Sen talks of empirical studies in post-famine Bengal in 1944, where widowers complained of their "indifferent health" but widows made no issue of it. Whether one feels happy and content depends on one's dreams and expectations from the world. People find ways to cope with difficulties. But this does not mean that they don't deserve better lives and chances to do bigger things (and clean water and sewage systems and public transportation, for that matter.)
I shouldn't leave you without a few comments on Istanbul, the most liveable and loveable city according to Heathcote and his readers. The Turkish government gives their gentrification projects the name "city transformation project," a name Heathcote would surely approve. On one hand, "happy bohemians" are pulled out of their neighborhoods and placed into new social buildings in the outskirts of the city. Those who try to preserve their homes and lifestyles raid the art galleries that have just been opened by the "urban sophisticates."
On the other hand, new office buildings and "residences" spring up everywhere, soaking up the capital surplus that has accumulated legally or illegally. Every other TV ad is trying to sell a real estate project. Developers take pride in "selling what's real" and "being in the business for ten years." The creative destruction of the "built environment," in David Harvey's words, is one of the most convenient ways to burn money. Banks lend to both project developers and buyers. To me, all this sounds frighteningly like the real estate bubbles in the U.S. and in Spain.
If you are an "urban sophisticate," who has the money but who is bored of the middle class values and ways of life, you would surely want some variety and dynamism around you. So that you could enjoy new ideas, culture and cuisine. But those people are not there to inspire and amuse you. Their purpose in life is not to create the most exciting city for you.
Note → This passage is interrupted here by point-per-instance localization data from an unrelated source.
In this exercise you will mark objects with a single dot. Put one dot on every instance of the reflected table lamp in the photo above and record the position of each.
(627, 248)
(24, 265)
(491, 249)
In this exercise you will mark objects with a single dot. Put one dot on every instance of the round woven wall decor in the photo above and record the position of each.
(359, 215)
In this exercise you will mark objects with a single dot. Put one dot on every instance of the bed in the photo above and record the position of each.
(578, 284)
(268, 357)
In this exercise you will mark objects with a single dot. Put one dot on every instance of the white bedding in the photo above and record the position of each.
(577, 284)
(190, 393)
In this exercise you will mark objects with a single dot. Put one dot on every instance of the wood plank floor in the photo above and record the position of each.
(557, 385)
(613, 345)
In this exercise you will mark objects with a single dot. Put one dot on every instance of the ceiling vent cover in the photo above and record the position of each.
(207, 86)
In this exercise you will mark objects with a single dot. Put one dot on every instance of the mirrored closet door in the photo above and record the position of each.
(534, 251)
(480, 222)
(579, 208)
A deeper analysis than airy ramblings about the beauty and possibilities of chaos would have been welcome.
Irmakçım, kalemine sağlık.
İki noktaya değinmek istiyorum. İlk olarak bence post-modernist düşünce için apologetic bir retoriğe gerek yok, çünkü kapitalistlerin bu multi-culturalist bakış açısını use değil abuse ettiğini düşünüyorum, bir "end" yerine "means" olarak kullandıklarına inanıyorum.
İkinci olarak da, eğer okumadıysan Bourdie'nün "Distinction: A Social Critique of the Judgment of Taste"ini bu yazdıklarının üstüne şiddetle tavsiye ediyorum.
"Taste classifies, and it classifies the classifier. Social subjects, classified by their classifications, distinguish themselves by the distinctions they make between the beautiful and the ugly, the distinguished and the vulgar, in which their position in the objective classifications is expressed or betrayed."